My question is a bit different. The company I currently work for has a homegrown XML authoring tool for creating what we call "Knowledge base articles", i.e. product help topics. They've been using this tool from 2008. Files can be attached to a topic. The XML files and attached PDFs are stored in an SQL database. Using the TOC panel or the search function, relevant topics are retrieved.
When there's an attached PDF, users can either view the PDF in their browser or download the file and then open it locally.
The knowledge base was moved from a Windows Server 2003, IIS 6 and SQL 2005 database environment to a Windows Server 2008 R2, IIS 7, SQL 2008 R2 database environment.
Now we are experiencing the following issue: in some topics the downloaded PDF cannot be opened and an error
"There was an error opening this document. The file is damaged and could not be repaired." is displayed. The puzzling part is that some PDFs issue this error, while others open with no problem. All source file PDFs open without a hitch before they are uploaded.

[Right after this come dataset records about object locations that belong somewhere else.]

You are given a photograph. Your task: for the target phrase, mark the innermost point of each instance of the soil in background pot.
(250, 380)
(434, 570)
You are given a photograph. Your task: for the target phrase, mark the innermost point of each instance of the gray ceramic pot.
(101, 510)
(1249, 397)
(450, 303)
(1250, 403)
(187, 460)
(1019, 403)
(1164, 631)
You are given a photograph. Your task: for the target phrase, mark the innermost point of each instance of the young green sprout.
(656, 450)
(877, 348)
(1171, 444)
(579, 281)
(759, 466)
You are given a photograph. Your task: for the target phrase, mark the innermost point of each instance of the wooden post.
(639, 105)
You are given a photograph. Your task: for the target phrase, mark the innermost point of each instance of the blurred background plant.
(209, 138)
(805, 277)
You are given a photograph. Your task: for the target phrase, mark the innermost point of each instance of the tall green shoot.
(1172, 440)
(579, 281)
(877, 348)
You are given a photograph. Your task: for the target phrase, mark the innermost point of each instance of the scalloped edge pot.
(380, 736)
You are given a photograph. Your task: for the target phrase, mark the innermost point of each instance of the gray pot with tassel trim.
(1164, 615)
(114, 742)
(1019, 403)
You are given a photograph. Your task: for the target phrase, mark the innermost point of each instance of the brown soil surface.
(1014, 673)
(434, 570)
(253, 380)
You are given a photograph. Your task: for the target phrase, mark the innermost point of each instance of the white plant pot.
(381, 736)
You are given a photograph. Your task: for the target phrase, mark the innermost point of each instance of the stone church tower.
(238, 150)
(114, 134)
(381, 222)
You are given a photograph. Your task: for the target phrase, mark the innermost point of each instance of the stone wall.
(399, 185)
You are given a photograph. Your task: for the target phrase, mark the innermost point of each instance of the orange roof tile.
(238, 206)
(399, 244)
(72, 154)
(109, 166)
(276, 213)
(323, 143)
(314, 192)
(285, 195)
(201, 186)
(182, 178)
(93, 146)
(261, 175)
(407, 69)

Any advice or pointers will be much appreciated.
Copy link to clipboard
as you've probably read in many of the discussions about this issue, this error message is usually correct, and the PDF file is damaged. As to how it gets damaged, that's something that you will need to find out by poking around in your system. Here are some general things that always apply when you are dealing with corrupt files:
The first thing I would do is open such a corrupt file in a text editor like NotePad to see what it actually contains. Any valid PDF file needs to start with "%PDF-" followed by a version number. If you do not see that in the first line, then you are not dealing with a PDF file, and you will have to find out why you are not getting the file that was saved in your knowledge base.
If that string is there, then you know that it's a PDF file, and the issue is somewhere within that file, and that's where it gets a lot more complex. You will need a good understanding of the PDF specification to analyze the file to see what is wrong with it.
If you are lucky, you will actually have a zero length file (which also implies no PDF header). No valid PDF file can be zero bytes long. Your second lucky case would be that you actually find an HTML error message in that file (instead of PDF content), that points you to the reason for the problem (but again, that depends on your system).
Many thanks Karl--excellent explanation and practical advice on how to proceed.
Even though I don't think this affects any of the above guidance, I'd like to add that the file opens in the browser while the downloaded file (saved locally) is frequently corrupted.
So if the file is retrieved from the KB for displaying in the browser, it makes the second part even more puzzling.
I opened both the source file of the uploaded and then downloaded corrupted file, and the corrupted file in Notepad and compared the files using an online text comparison tool.
Both start with the PDF version (e.g. %PDF-1.5%âãÏÓ).
There were quite a lot of differences between the files, but unfortunately didn't detect an HTML error message. I've forwarded these findings and your advice on to the IT team, but they too are lacking knowledge of the PDF specification, so am not confident in their ability to resolve the issue. If we do manage to find what the problem is I'll post the answer here.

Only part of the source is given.